SUMMERS, Chief Justice.
This appeal is from an order of the trial court appointing a receiver to sell appellant’s homestead property and apply the excess nonexempt value (as determined by the court in a nonjury hearing) to satisfy a final judgment previously obtained by ap-pellee herein.
Initially, appellant Nelson C. Steenland was sued on certain promissory notes in a separate but related action by appellee, Texas Commerce Bank National Association (hereafter “the Bank”). On August 1, 1980, judgment was recovered by appellee Bank against Steenland in such action for the sum of $511,996.62, exclusive of interest and additional costs. This judgment was abstracted and recorded in the Real Property Records of Harris County on August 27, 1980, was not appealed and became final.
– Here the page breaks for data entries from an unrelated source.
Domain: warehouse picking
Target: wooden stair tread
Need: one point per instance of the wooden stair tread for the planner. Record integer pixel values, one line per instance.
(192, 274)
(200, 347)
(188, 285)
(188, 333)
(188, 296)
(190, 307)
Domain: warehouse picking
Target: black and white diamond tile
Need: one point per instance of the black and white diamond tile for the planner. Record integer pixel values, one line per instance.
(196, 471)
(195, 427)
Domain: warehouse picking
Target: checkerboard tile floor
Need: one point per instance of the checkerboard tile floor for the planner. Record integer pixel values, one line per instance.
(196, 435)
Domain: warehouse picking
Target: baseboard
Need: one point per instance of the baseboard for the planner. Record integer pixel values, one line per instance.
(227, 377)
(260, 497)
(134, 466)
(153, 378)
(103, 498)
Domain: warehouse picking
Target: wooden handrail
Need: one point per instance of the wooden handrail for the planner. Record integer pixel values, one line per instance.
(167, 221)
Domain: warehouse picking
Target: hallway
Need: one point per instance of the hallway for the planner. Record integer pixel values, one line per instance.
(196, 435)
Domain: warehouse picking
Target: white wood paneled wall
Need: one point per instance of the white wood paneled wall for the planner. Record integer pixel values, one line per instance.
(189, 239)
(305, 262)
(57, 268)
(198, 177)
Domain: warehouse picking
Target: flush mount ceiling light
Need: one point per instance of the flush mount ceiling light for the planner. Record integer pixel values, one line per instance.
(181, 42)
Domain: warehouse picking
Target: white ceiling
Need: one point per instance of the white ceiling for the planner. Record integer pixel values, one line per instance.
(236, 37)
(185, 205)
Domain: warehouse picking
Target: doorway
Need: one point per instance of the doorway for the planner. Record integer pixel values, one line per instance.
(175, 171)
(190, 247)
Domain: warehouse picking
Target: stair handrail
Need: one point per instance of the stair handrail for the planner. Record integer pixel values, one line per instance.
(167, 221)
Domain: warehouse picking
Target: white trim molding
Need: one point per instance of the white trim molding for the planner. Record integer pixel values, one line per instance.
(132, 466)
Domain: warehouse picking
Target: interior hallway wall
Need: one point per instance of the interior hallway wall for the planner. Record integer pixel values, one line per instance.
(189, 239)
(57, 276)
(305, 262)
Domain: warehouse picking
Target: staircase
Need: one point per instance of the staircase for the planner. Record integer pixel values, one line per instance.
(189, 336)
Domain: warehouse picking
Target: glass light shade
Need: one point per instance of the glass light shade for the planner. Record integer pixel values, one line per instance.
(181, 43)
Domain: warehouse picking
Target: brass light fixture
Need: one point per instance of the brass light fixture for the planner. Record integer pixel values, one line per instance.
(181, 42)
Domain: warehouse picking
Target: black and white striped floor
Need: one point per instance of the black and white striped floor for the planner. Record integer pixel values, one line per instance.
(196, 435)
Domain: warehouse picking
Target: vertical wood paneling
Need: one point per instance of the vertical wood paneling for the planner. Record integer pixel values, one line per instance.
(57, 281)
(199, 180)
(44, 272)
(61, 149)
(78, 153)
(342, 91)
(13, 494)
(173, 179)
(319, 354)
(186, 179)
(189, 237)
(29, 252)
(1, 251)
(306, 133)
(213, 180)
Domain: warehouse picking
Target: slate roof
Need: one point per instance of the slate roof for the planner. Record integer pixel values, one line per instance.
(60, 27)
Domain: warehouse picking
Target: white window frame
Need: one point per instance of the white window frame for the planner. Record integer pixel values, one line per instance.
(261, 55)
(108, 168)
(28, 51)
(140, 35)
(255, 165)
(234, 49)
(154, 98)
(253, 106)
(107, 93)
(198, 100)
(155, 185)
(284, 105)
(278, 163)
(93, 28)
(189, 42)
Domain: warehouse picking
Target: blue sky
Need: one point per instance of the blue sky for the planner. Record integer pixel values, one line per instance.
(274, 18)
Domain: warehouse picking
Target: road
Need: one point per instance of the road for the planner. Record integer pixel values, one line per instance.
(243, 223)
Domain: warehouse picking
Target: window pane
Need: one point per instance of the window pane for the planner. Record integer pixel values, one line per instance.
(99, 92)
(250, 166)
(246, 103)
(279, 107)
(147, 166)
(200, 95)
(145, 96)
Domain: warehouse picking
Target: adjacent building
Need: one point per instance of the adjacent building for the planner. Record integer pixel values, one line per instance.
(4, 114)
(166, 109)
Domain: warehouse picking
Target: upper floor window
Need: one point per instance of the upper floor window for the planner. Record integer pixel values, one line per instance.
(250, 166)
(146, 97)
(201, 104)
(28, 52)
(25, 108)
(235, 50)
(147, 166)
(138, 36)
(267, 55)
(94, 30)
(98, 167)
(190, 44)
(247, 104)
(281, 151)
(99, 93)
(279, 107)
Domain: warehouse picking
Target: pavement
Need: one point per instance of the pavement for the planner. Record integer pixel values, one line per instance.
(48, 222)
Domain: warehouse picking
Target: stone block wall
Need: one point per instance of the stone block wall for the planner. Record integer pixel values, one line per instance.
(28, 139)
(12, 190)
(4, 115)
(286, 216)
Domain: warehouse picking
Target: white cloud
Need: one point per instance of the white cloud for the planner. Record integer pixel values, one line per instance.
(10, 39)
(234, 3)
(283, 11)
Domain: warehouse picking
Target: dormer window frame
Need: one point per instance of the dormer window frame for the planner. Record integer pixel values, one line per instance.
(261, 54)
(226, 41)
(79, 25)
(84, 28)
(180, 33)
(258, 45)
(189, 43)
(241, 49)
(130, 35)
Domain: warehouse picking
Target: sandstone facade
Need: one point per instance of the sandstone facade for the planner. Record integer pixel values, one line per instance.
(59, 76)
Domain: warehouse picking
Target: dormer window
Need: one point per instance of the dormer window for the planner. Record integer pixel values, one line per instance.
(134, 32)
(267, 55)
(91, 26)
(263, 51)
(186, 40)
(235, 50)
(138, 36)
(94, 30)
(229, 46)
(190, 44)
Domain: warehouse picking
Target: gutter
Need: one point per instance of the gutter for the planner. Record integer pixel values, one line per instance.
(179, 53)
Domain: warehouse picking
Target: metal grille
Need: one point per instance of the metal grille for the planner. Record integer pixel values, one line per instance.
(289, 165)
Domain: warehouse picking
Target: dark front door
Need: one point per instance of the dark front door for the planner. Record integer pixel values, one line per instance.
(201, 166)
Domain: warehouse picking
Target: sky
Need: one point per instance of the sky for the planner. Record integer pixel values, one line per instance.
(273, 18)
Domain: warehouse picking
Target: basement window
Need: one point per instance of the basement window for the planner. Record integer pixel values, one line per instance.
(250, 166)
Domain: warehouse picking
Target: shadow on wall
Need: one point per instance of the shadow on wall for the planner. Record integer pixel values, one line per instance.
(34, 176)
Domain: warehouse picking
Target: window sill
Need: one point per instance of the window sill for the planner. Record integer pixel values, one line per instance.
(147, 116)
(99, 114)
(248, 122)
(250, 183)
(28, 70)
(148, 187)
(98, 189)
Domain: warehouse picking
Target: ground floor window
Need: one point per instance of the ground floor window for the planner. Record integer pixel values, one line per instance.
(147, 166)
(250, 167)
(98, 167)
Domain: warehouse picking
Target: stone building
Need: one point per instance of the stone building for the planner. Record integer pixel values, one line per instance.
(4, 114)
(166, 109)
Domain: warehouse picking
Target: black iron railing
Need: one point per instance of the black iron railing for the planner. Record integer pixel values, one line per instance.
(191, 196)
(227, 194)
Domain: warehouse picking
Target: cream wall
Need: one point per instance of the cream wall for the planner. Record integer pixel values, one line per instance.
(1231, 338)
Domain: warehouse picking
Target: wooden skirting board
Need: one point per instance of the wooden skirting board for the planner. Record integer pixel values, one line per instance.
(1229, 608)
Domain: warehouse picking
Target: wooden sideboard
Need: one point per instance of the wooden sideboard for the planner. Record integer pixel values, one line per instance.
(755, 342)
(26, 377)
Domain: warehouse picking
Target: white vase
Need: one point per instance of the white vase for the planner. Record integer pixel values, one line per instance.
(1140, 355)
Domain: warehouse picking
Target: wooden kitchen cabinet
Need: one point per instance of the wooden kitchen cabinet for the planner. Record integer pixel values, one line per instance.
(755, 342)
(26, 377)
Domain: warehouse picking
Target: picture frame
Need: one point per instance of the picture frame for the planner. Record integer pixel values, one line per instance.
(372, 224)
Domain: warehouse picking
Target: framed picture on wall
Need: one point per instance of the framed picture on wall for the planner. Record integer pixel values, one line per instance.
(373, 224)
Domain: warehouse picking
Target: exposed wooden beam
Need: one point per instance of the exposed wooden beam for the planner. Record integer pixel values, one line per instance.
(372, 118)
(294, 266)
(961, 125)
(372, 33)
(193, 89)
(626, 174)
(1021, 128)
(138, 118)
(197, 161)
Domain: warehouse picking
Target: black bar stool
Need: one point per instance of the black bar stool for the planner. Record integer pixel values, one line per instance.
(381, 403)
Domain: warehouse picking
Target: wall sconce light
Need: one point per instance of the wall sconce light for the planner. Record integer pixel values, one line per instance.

Thereafter, the Bank sought to collect its judgment from the excess nonexempt value which it believed existed in Steenland’s homestead property. In doing so, the Bank on November 24, 1980, commenced the instant action with the filing of a motion for a post-judgment order of sale. This motion sought a court order authorizing the sale of Steenland’s homestead, citing Art. 3827a
as authority for the court’s jurisdiction to determine the extent of Steenland’s homestead exemption. On January 2, 1981, Steenland made a written demand and fee deposit for a jury trial on the matters raised in the Bank’s motion for post-judgment order of sale, and then on January 8, 1981, filed his opposition to the Bank’s motion contending that the motion should be denied because he (Steenland) was entitled to a jury trial on the merits for a determination of the disputed factual issues raised by said motion. Subsequently, the Bank’s motion was amended with an application for the appointment of a receiver under Art. 3827a in addition to the request for an order authorizing the forced sale of Steen-land’s homestead. It was on this amended application that the matter came on for hearing before the trial court on February 23, 1981. Steenland’s counsel urged his timely request for a jury trial on the issue of excess value including the current value of the property exclusive of improvements, but the court denied appellant’s request for a jury trial. Thereupon, counsel for Steen-land moved the court for a continuance upon the grounds of surprise, inability to have an appraiser, client not present because they were before the court on a motion and not on the merits, and time was needed for discovery; this motion was likewise overruled and appellant was put to a nonjury hearing on the Bank’s amended application alleging that pursuant to Art. 3827a the court had jurisdiction to (1) determine the extent of Steenland’s homestead exemption in subject property and (2) to appoint a receiver for the management and sale of the property.
At the hearing before the court sitting without a jury, it was established that Steenland owned certain real property, located at 5 Long Bow Lane in the Memorial area of Houston; that such property was Steenland’s homestead, having been purchased by him in 1956. Over Steenland’s objections, the court proceeded to hear evidence on the issue of whether there existed any nonexempt excess value in the homestead. In his order appointing a receiver, the court made findings that the homestead had excess nonexempt value and authorized the receiver to proceed with a sale of the homestead property. The implementation of this order was stayed by the trial court pending the outcome of this appeal.
We reverse and render.
The appellant has brought forward two points of error. He asserts that the trial court erred (1) in hearing and ruling on the merits of a cause of action seeking a declaratory judgment that a homestead has excess, nonexempt value in a hearing on an application for the appointment of a receiver under Art. 3827a; (2) in ruling that the defendant/appellant was not entitled to a jury trial on the issue of excess value in the homestead property.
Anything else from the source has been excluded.